Le sujet divisait au sein même des conservateurs du Parti populaire européen. Ainsi, Markus Ferber, parlementaire allemand de droite, a plaidé : « Cet acte délégué n’est pas à la hauteur des attentes : il ne se fonde pas sur des recommandations scientifiques. »

Le Français Gilles Boyer, du parti Renaissance, le groupe de La République en marche, a quant à lui lancé : « Personne ne dit que le gaz et le nucléaire sont des énergies vertes, mais elles sont temporairement indispensables à la transition.
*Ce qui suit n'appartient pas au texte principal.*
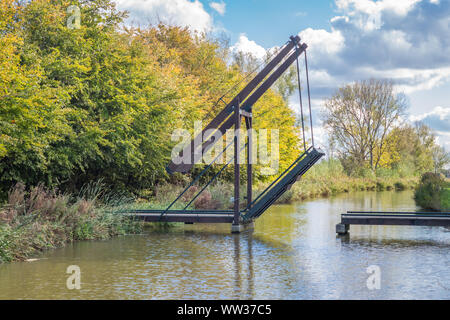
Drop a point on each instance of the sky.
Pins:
(348, 40)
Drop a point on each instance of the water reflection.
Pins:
(292, 254)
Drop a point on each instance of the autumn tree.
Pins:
(441, 158)
(359, 118)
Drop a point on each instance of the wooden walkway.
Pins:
(431, 219)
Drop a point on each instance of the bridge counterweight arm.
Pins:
(224, 115)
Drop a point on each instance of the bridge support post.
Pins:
(239, 228)
(237, 173)
(342, 229)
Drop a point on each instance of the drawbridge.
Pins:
(238, 109)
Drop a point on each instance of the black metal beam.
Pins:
(396, 220)
(186, 218)
(225, 113)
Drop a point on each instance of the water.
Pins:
(293, 253)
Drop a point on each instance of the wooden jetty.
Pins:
(430, 219)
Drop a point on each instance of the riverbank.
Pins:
(34, 221)
(291, 244)
(324, 180)
(433, 192)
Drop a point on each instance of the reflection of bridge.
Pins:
(430, 219)
(241, 107)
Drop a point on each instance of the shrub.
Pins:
(431, 192)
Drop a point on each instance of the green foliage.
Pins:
(101, 101)
(39, 219)
(433, 192)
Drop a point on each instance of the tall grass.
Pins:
(433, 192)
(324, 179)
(38, 219)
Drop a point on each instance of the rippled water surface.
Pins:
(293, 253)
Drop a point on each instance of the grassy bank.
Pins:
(433, 192)
(38, 219)
(324, 179)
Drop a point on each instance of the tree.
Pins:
(441, 158)
(360, 116)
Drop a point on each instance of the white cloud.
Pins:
(248, 46)
(174, 12)
(323, 42)
(439, 120)
(220, 7)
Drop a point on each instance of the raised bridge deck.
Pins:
(431, 219)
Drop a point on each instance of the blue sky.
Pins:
(404, 40)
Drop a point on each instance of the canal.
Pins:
(293, 253)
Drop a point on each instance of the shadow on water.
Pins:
(293, 253)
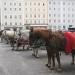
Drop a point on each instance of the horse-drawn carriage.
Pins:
(15, 39)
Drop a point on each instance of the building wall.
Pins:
(35, 12)
(12, 13)
(61, 14)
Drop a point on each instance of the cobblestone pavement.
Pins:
(23, 63)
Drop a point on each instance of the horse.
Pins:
(8, 36)
(53, 42)
(22, 40)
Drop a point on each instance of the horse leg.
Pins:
(49, 59)
(36, 53)
(58, 60)
(33, 51)
(53, 62)
(23, 47)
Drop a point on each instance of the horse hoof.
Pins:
(52, 68)
(36, 56)
(48, 66)
(72, 63)
(59, 69)
(33, 54)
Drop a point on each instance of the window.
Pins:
(14, 3)
(72, 15)
(68, 3)
(19, 9)
(10, 23)
(15, 9)
(54, 3)
(38, 4)
(10, 4)
(20, 16)
(5, 23)
(43, 15)
(26, 15)
(26, 21)
(63, 15)
(5, 9)
(19, 4)
(64, 9)
(34, 3)
(30, 15)
(70, 25)
(72, 9)
(54, 15)
(49, 15)
(49, 21)
(10, 9)
(54, 21)
(34, 9)
(35, 21)
(25, 3)
(72, 20)
(54, 8)
(59, 21)
(63, 3)
(30, 9)
(15, 23)
(25, 9)
(38, 9)
(49, 2)
(43, 4)
(63, 20)
(5, 17)
(58, 9)
(68, 20)
(30, 3)
(15, 17)
(4, 3)
(20, 23)
(64, 26)
(35, 15)
(72, 3)
(10, 17)
(68, 15)
(68, 9)
(39, 15)
(58, 15)
(49, 8)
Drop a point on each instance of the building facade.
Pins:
(36, 13)
(61, 14)
(24, 13)
(12, 14)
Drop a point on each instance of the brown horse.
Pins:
(53, 43)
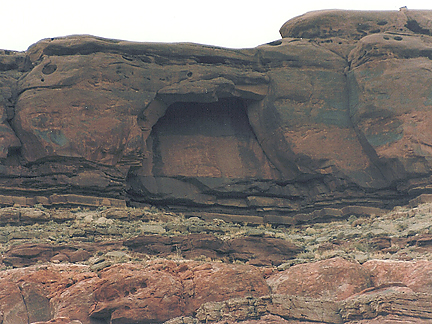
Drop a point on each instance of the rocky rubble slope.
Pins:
(144, 265)
(333, 115)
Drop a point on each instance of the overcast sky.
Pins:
(226, 23)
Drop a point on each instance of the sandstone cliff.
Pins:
(335, 114)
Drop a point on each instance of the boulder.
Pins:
(333, 279)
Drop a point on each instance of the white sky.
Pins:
(226, 23)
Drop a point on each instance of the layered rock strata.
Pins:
(334, 114)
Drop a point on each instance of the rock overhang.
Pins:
(318, 127)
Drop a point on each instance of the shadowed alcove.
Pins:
(195, 142)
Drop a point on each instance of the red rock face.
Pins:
(334, 279)
(162, 290)
(332, 115)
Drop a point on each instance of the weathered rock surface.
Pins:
(331, 291)
(334, 114)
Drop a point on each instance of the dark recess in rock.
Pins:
(333, 115)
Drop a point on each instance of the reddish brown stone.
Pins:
(413, 274)
(334, 279)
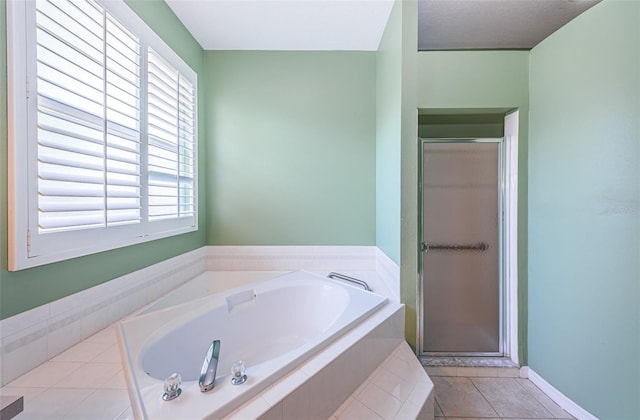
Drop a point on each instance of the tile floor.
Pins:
(490, 393)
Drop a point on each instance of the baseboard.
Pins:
(562, 400)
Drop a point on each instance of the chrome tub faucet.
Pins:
(209, 367)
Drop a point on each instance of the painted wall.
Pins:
(584, 210)
(409, 170)
(292, 140)
(26, 289)
(388, 132)
(477, 80)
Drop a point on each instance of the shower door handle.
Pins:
(480, 246)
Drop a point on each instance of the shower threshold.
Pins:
(464, 361)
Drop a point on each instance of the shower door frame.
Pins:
(507, 260)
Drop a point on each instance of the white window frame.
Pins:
(22, 149)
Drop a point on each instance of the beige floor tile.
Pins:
(47, 374)
(104, 404)
(458, 397)
(509, 399)
(54, 403)
(487, 372)
(90, 375)
(543, 399)
(437, 411)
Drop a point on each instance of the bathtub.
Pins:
(273, 325)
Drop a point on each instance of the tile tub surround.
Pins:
(35, 336)
(322, 384)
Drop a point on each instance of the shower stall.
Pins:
(462, 228)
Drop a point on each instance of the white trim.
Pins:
(511, 122)
(286, 258)
(27, 247)
(558, 397)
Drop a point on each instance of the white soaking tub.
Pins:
(272, 325)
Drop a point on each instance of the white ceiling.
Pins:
(492, 24)
(358, 24)
(286, 25)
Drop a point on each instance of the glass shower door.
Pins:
(461, 201)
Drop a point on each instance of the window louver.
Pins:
(171, 134)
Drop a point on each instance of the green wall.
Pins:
(476, 82)
(26, 289)
(292, 148)
(388, 132)
(584, 273)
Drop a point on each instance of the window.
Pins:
(102, 129)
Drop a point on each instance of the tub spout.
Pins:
(209, 367)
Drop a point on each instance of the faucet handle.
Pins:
(237, 372)
(208, 372)
(172, 387)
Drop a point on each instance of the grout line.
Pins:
(485, 398)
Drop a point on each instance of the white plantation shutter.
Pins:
(109, 118)
(88, 84)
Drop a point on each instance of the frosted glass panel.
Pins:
(461, 281)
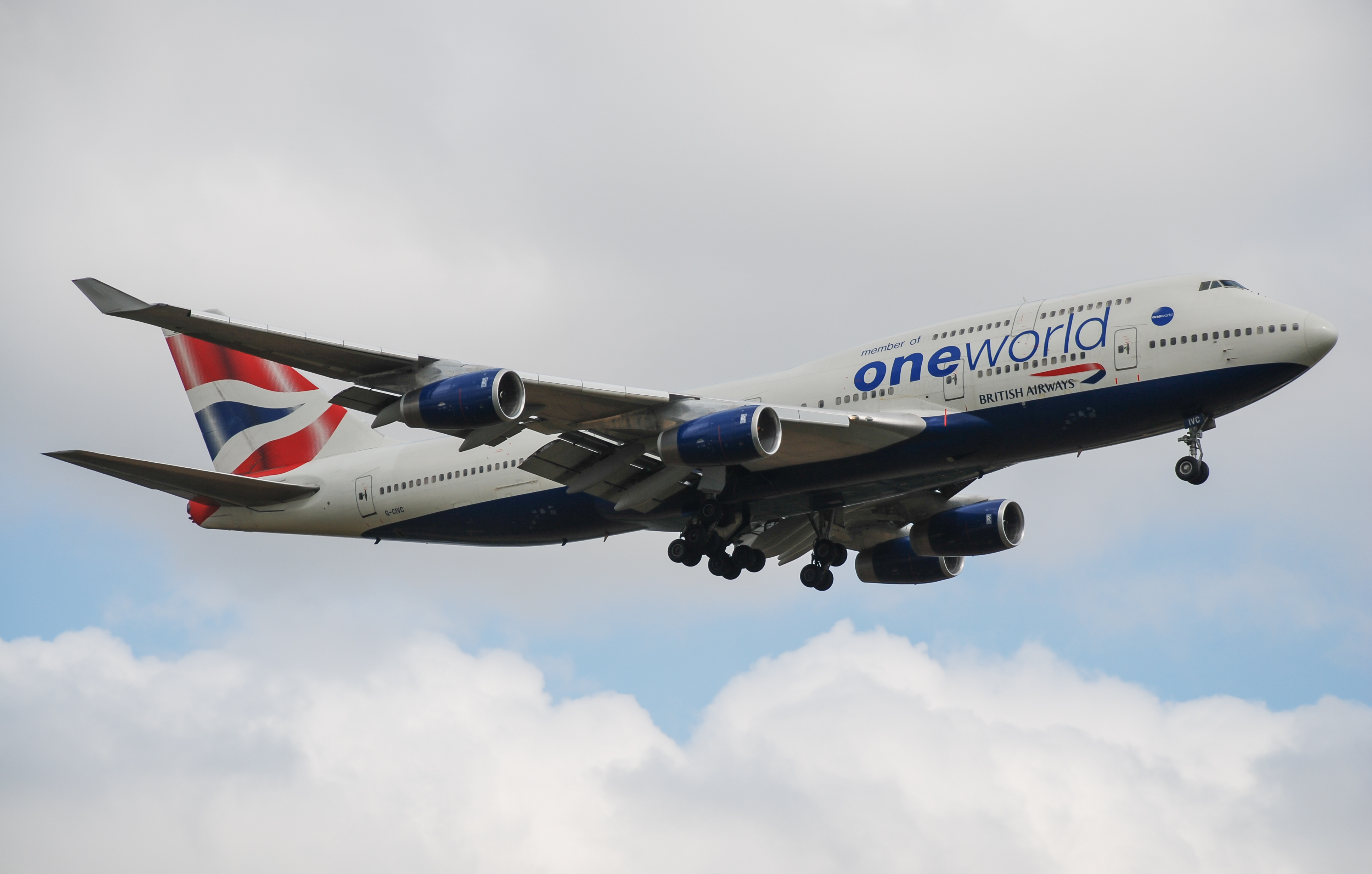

Nous devons utiliser tous les outils pour nous passer en priorité du pétrole et du charbon. »

Les propres experts de la Commission européenne se sont prononcés contre cette classification.
Manon Aubry, eurodéputée française de gauche.

Malgré tout, mercredi 6 juillet, 328 eurodéputé·es, essentiellement conservateurs, d’extrême droite, ainsi que les libéraux de Renaissance se sont prononcé·es pour l’acte délégué climaticide de la Commission européenne, contre 278 voix.
Pascal Canfin, élu Renaissance et président de la commission environnement du Parlement européen, s’est félicité de ce vote arguant que « la taxonomie nous aidera à faire face à l’urgence climatique à laquelle nous sommes confrontés ».

« Les propres experts de la Commission européenne se sont prononcés contre cette classification, s’est indignée auprès de Mediapart l’élue européenne insoumise Manon Aubry. C’est un greenwashing honteux, une mine d’or pour Vladimir Poutine et un contre-sens complet avec la politique européenne de sortie de la dépendance du gaz russe ! »

Aurore Lalucq, eurodéputée française au groupe de l’Alliance progressiste des socialistes et démocrates, a pour sa part dénoncé « une faute historique de la Commission européenne ». Et d’ajouter : « C’est une erreur scientifique, mais aussi démocratique. Nous sommes le continent du Green Deal, et le message politique envoyé avec ce vote, c’est qu’une énergie fossile est... verte. C’est terrible. »

Des pays européens, à l’instar de l’Autriche et du Luxembourg, ont déjà annoncé qu’ils saisiraient la Cour de justice de l’UE, seule voie encore disponible pour contester cet acte délégué.